Omgekeerd zorgt techniek er voor dat wetenschappers betere apparaten en dus nauwkeuriger experimenten kunnen doen: dankzij de techniek van het vloeibaar maken van helium werd supergeleiding ontdekt. Techniek en wetenschap leven dus in symbiose. Sterker nog: wetenschap zelf is een techniek.

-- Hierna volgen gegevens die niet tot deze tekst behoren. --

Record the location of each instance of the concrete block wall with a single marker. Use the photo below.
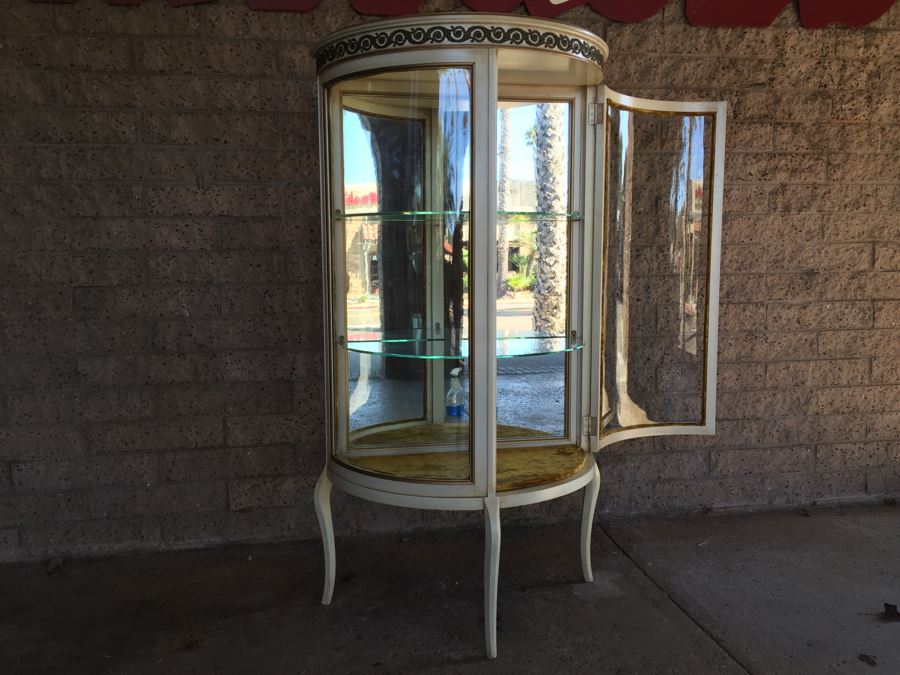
(160, 294)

Wetenschap kan ook gebruikt worden om de effectiviteit van technieken te onderzoeken en om technieken door te meten. Zo kan je er op wetenschappelijke wijze achterkomen waarom er elke vrijdag om half vier zulke beroerde schroevendraaiers uit je fabriek komen en of je nou beter ‘gewone’ of homeopathische medicijnen kan gebruiken bij de behandeling van een bepaalde ziekte.
Worden technieken waardeloos als de wetenschappelijke kennis achter de techniek verouderd is?
Apparaten blijven uiteraard nog steeds even goed werken, ook al is de wetenschappelijke kennis verbeterd.Wel komen er waarschijnlijk snel betere apparaten, gebaseerd op betere kennis.
Paganisten vieren nog steeds midzomernachtswende op het moment dat het zonlicht door de spleet van Stonehenge valt. Omgekeerd werden de Hollanders onaangenaam verrast toen ze in Japan met kanonnen die exacte replica’s waren van hun eigen kanonnen werden beschoten. De Japanners begrepen weinig van de natuurkunde achter het kanon, maar door het exact na te bouwen, de techniek van de Hollanders over te nemen dus, kregen ze hetzelfde resultaat. Overigens bleken de Japanners uitstekende leerlingen die uiteindelijk hun leermeesters overtroffen. Nu zijn het andere landen die in Japan ontwikkelde wetenschap en techniek kopiëren.
Techniek en wetenschap zijn dus twee losstaande werelden, maar kunnen als ze samenwerken ongelofelijk veel tot stand brengen.